Quartet: Native FP4 Training Can Be Optimal for Large Language Models
Roberto L. Castro, Andrei Panferov, Soroush Tabesh, Oliver Sieberling, Jiale Chen, Mahdi Nikdan, Saleh Ashkboos, Dan Alistarh
2025-05-26
Summary
This paper talks about Quartet, a new way to train large language models using a much smaller and faster type of computer number called FP4, which makes training these models cheaper and more efficient.
What's the problem?
The problem is that training big language models usually takes a lot of computing power, time, and money, especially when using standard or even slightly smaller number types like FP8, which can still be expensive.
What's the solution?
The researchers showed that you can use FP4, which is even smaller than FP8, to train these models without losing accuracy.

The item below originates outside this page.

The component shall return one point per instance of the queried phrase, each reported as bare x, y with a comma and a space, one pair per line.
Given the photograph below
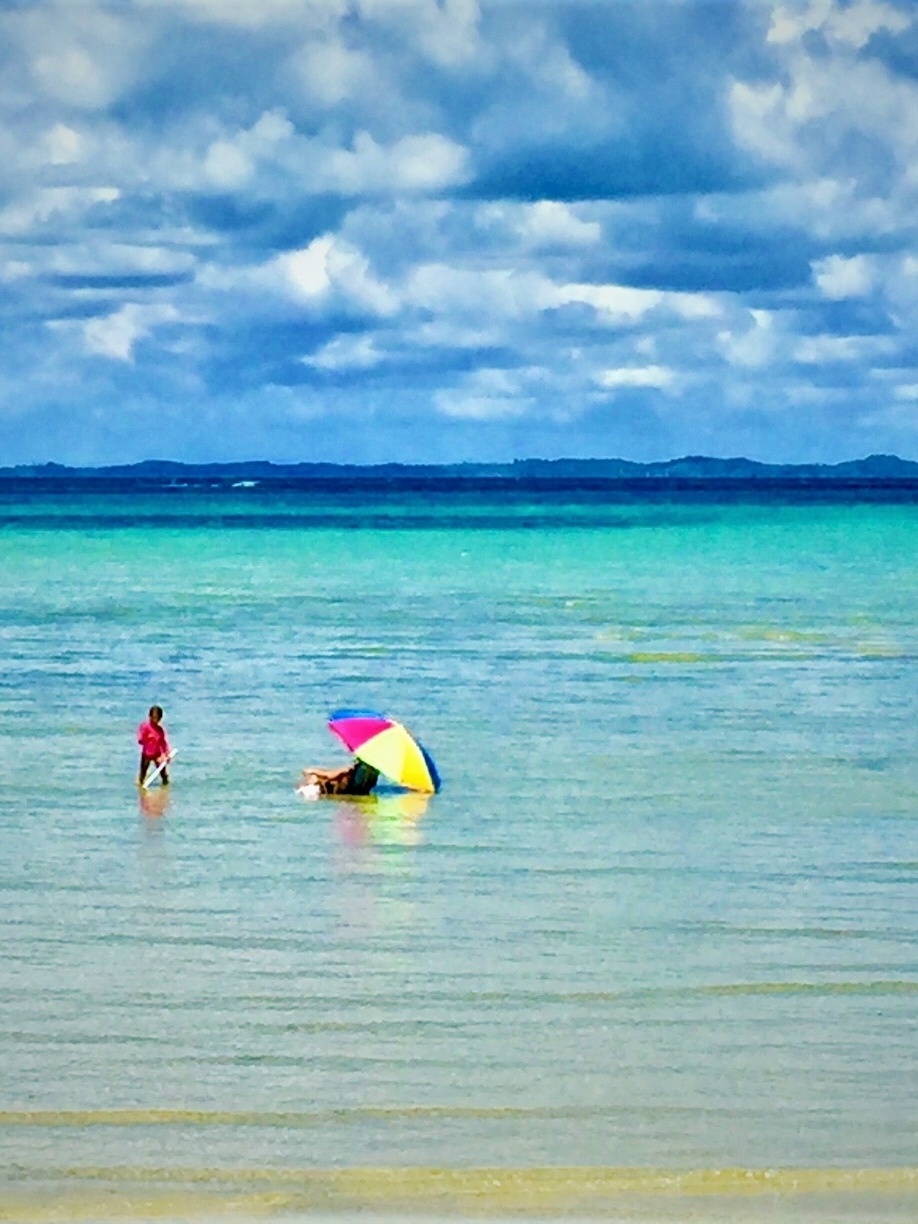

They designed hardware and methods to support this, proving that FP4 can match or even beat the results of traditional training methods while cutting down on costs.
Why it matters?
This is important because it means powerful AI models can be trained much faster and more cheaply, making advanced AI technology more available to everyone and reducing the environmental impact of training these huge models.
Abstract
Quartet, a hardware-supported FP4 training approach for large language models, demonstrates state-of-the-art accuracy while significantly reducing computational costs compared to standard or FP8 precision.